About ZIP Unicode Processing
Someone in Shanghai zips a folder of design assets and emails it over.
You extract on macOS and the filenames arrive as
寤鸿_˙??_璁捐.pdf — pure gibberish. A Japanese
contractor sends a ZIP and Windows shows
ƒvƒƒWƒFƒNƒg.txt instead of project.txt. A
German colleague's filenames have ü turned into garbage. The
file contents are intact; the metadata about which encoding
the filenames were stored in never made it into the ZIP, and
your extractor guessed wrong.
This tool reads the ZIP central directory, identifies the original
filename encoding — UTF-8, GBK, GB2312, Shift-JIS / CP932, Latin1 or
CP437 — and re-encodes every entry name to UTF-8 with the proper
Unicode flag set.
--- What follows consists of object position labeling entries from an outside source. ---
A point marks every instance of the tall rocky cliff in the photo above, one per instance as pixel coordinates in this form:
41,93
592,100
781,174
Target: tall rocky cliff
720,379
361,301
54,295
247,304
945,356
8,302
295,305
You can repair the archive in place (output a new
ZIP with corrected names), extract just the file list to verify the
fix before downloading, or override the source encoding manually when
auto-detection picks the wrong one. No installing The Unarchiver,
Bandizip or 7-Zip; no fiddling with unzip -O cp932 on
the command line.
Typical scenarios: receiving a ZIP from a colleague on a different OS locale, downloading email attachments where the UTF-8 flag was never set, working with legacy archives created before ZIP 6.3 made UTF-8 metadata standard, or sharing project files across multilingual teams. Archives up to 50 MB are processed in a stateless serverless function and discarded after the response.